White-box regression (elastic net) modeling of earth pressure balance shield machine advance rate

This paper addresses the elastic net modeling of earth pressure balance shield machine (EPBM) advance rate for which there is no published physical model. Elastic net polynomial regression is employed to model the advance rate using data collected during the excavation of Sound Transit Northgate Link tunnels (N125) in Seattle, Washington, USA. The EPBM data was partitioned based on the geological profile to examine the influence of the soil type through which the EPBM was tunneling.
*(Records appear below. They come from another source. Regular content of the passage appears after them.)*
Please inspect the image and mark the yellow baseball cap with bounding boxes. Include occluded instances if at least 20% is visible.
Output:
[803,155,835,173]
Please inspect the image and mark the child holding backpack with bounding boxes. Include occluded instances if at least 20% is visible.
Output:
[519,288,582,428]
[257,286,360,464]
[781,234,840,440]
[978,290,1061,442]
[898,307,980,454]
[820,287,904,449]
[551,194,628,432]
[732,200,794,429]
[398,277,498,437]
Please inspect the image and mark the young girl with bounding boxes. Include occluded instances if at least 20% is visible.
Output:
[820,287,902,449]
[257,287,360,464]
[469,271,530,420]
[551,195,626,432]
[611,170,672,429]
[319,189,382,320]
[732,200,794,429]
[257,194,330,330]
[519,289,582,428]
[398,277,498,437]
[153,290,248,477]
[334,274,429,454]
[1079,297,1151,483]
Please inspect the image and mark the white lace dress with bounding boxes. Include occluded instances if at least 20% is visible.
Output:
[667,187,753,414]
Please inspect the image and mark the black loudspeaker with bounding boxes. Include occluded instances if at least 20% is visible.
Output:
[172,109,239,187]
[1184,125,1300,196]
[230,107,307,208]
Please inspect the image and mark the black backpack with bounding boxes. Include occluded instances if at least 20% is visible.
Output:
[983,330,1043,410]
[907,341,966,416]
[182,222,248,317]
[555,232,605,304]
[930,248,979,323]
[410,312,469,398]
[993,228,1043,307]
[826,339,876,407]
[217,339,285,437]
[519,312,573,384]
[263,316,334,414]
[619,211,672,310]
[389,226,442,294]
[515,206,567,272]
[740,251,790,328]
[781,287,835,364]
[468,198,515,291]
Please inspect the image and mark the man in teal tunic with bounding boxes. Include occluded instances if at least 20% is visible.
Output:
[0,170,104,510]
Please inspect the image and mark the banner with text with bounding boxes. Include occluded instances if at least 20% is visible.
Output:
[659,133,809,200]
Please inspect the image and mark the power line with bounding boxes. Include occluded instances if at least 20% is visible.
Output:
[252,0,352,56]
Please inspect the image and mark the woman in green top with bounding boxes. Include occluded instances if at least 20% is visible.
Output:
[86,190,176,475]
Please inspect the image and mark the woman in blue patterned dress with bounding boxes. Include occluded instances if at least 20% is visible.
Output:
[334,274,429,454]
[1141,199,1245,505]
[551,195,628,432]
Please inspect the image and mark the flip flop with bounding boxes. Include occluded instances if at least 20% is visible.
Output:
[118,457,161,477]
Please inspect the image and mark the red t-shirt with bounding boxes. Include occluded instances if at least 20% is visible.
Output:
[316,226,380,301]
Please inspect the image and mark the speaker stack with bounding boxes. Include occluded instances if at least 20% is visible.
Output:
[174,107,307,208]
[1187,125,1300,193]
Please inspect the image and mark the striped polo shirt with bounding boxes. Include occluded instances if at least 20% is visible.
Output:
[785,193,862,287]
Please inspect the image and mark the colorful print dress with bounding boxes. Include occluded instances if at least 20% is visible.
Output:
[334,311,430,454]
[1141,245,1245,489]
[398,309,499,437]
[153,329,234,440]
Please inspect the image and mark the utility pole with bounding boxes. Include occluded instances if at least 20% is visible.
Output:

The feature set for regression analyses included net thrust force, cutterhead rotation speed, conditioning foam flow rate, cutterhead torque, screw conveyor torques, as well as depths below ground surface and groundwater table. Third order polynomial models were able to model over 75% of the advance rate response on independent test data with normalized RMSE less than 20%. Using stratified sampling, only 10% of the EPBM data is required for model training to achieve these levels of accuracy and efficacy. Advance rate models were found to be considerably different across soil units indicating the soil type plays a significant role in EPBM response. The most influential parameters varied across soil types. Conditioning foam flow rate was the most important parameter in three of five soil units, while net thrust force and screw conveyor torque were the most influential features in two of five soil units. Partial dependence and individual conditional expectation analysis revealed that advance rate is positively related (increasing advance rate with increasing parameter value) and/or negatively related (decreasing advance rate with increasing parameter value) to varying degrees as a function of parameter value, all of which is strongly soil dependent.